Saint Luke's Mid America Heart Institute and University of Missouri Kansas City, Missouri, US.
Interv Cardiol. 2014 Aug;9(3):195-200. doi: 10.15420/icr.2014.9.3.195.
Coronary chronic total occlusions (CTOs) are commonly encountered in patients with coronary artery disease. Compared to patients without coronary CTOs, those with CTO have worse clinical outcomes and lower likelihood of complete coronary revascularisation. Successful CTO percutaneous coronary intervention (PCI) can significantly improve angina and improve left ventricular function. Although currently unproven, successful CTO PCI might also reduce the risk for arrhythmic events in patients with ischaemic cardiomyopathy, provide better tolerance of future acute coronary syndrome, and possibly improve survival. Evaluation by a heart team comprised of both interventional and non-interventional cardiologists and cardiac surgeons is important for determining the optimal revascularisation strategy in patients with coronary artery disease and CTOs. Ad hoc CTO PCI is generally not recommended, so as to allow sufficient time for (a) discussion with the patient about the indications, goals, risks, and alternatives to PCI; (b) careful procedural planning; and (c) contrast and radiation exposure minimisation. Use of drug-eluting stents is recommended for CTO PCI, given the lower rates of angiographic restenosis compared to bare metal stents.

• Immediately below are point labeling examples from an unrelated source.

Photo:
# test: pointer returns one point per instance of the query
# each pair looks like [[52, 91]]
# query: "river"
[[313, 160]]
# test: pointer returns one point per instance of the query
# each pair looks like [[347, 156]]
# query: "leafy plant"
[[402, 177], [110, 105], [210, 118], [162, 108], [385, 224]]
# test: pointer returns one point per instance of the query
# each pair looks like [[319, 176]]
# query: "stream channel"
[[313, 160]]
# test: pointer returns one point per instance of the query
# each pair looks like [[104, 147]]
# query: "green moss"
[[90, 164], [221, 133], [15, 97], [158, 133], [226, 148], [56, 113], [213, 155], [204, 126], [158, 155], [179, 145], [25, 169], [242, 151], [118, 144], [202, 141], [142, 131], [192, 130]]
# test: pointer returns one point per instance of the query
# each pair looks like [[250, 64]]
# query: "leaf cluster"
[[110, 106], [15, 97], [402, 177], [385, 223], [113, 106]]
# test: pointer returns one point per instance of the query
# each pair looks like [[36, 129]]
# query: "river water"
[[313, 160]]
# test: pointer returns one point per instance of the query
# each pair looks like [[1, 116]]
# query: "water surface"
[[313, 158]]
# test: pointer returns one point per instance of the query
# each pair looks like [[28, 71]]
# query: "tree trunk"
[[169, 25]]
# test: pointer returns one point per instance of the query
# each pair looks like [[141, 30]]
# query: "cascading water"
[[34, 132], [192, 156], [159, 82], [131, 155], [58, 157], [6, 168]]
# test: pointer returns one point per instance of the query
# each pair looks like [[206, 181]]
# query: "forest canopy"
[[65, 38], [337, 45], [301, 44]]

冠状动脉慢性完全闭塞(CTO)在冠心病患者中很常见。与无冠状动脉CTO的患者相比,有CTO的患者临床结局更差,完全冠状动脉血运重建的可能性更低。成功的CTO经皮冠状动脉介入治疗(PCI)可显著改善心绞痛并改善左心室功能。尽管目前尚未得到证实,但成功的CTO PCI也可能降低缺血性心肌病患者发生心律失常事件的风险,提高对未来急性冠状动脉综合征的耐受性,并可能改善生存率。由介入和非介入心脏病专家以及心脏外科医生组成的心脏团队进行评估,对于确定冠心病和CTO患者的最佳血运重建策略很重要。一般不建议临时进行CTO PCI,以便有足够的时间:(a)与患者讨论PCI的适应症、目标、风险和替代方案;(b)仔细进行手术规划;(c)尽量减少造影剂和辐射暴露。鉴于与裸金属支架相比,药物洗脱支架的血管造影再狭窄率较低,因此建议在CTO PCI中使用药物洗脱支架。